Art. 856.° A penhora consistirá na notificação ao devedor de que o crédito fica penhorado. O efeito desta notificação é que o crédito fica à ordem do tribunal da execução, não se exonerando o devedor pelo pagamento ao credor. O devedor será advertido deste efeito no acto da notificação.

O devedor é obrigado a declarar se o crédito existe, quais as garantias que o acompanham, em que data se vence e quaisquer outras circunstâncias que possam interessar à execução. Se não puder fazer estas declarações no acto da notificação, deve fazê-las depois por meio de termo ou de simples requerimento.

Na falta de qualquer declaração entender-se-á que o devedor reconhece a existência da obrigação nos termos estabelecidos na nomeação do crédito à penhora.

Temos que o devedor é obrigado a declarar se o crédito existe, mas não tem de ser no acto da notificação. Pode fazê-lo depois, por termo ou simples requerimento. Não se indica o prazo para prestar as declarações, mas resulta da terceira parte a sua natureza cominatória.

O actual artigo 856.°, no seu n.° 1, apenas declara que a penhora do crédito consiste na notificação ao devedor de que o crédito fica à ordem do tribunal da execução.

«Elimina-se da lei não só a noção quase puramente tautológica de penhora de créditos dada na redacção anterior, como a explicitação dos efeitos da penhora - cabida num tratado de direito, mas deslocada num texto legal. Não parece sequer necessária a advertência expressa da consequência legal, do pagamento efectuado ao credor, visto tratar-se da consequência natural, evidente, da violação do efeito pretendido com a penhora e enunciado ao devedor.» («Observações ministeriais», no Boletim do Ministério da Justiça, n.° 124, p. 185.) De notar que o artigo 820.° do Código Civil de 1966 refere que, «sendo penhorado algum crédito [...], a extinção dele por causa dependente da vontade do [...] seu devedor, verificada depois da penhora, é igualmente ineficaz em relação ao exequente».

O n.° 2 corresponde substancialmente à segunda parte do artigo 856.° do Código de 1939 e o n.° 3 à terceira parte, não se encontrando diferenças que não sejam apenas de redacção.

Esta análise parece habilitar-nos a retirar as seguintes conclusões:

A notificação ao devedor sempre teve uma dupla função:

Produzir a indisponibilidade do crédito, ficando este à ordem do tribunal;

Determinar a sua existência, quantidade, garantias, vencimento e outras circunstâncias que possam interessar.
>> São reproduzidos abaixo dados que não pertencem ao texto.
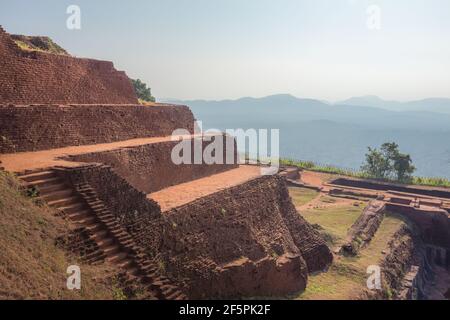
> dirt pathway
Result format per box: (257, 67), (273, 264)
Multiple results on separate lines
(0, 136), (200, 172)
(147, 165), (261, 211)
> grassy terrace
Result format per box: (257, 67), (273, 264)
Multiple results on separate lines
(280, 159), (450, 188)
(290, 188), (404, 300)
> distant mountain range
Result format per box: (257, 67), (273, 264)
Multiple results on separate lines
(166, 94), (450, 178)
(167, 94), (450, 131)
(336, 96), (450, 114)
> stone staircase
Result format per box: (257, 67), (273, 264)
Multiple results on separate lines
(19, 169), (187, 300)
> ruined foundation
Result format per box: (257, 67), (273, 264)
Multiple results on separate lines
(0, 25), (332, 299)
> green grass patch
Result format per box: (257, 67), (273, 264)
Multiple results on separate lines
(289, 187), (319, 206)
(280, 159), (450, 188)
(296, 207), (405, 300)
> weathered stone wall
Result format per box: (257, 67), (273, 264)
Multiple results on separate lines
(69, 135), (238, 193)
(0, 105), (195, 153)
(132, 176), (332, 298)
(58, 165), (161, 230)
(331, 178), (450, 199)
(386, 203), (450, 248)
(342, 200), (386, 255)
(0, 27), (138, 104)
(61, 165), (332, 298)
Para se atingir esta segunda finalidade é o devedor notificado para produzir declarações em confirmação ou negação, sob a cominação de, na falta de declaração, se entender que o devedor reconhece a existência da obrigação nos termos estabelecidos na nomeação.

No Código de 1876 a declaração do devedor tinha de ser prestada logo no acto da notificação, o que era uma exigência desajustada às realidades, em particular para uma grande empresa com actividade distribuída por agências.

Daí que o Código de 1939 tenha vindo consentir que tais declarações viessem a ser produzidas posteriormente, mas sem se indicar expressamente prazo para o efeito, o que implica prima facie uma aberração - haver uma cominação sem se designar prazo.

O actual Código, no n.° 3 do artigo 856.°, não alterou esta situação.

6 - Elemento sistemático

Tem utilizado a doutrina o paralelo com a penhora de direito a bens indivisos, sem regulamentação particular no Código de 1876 e com assento no artigo 863.° do Código de 1939.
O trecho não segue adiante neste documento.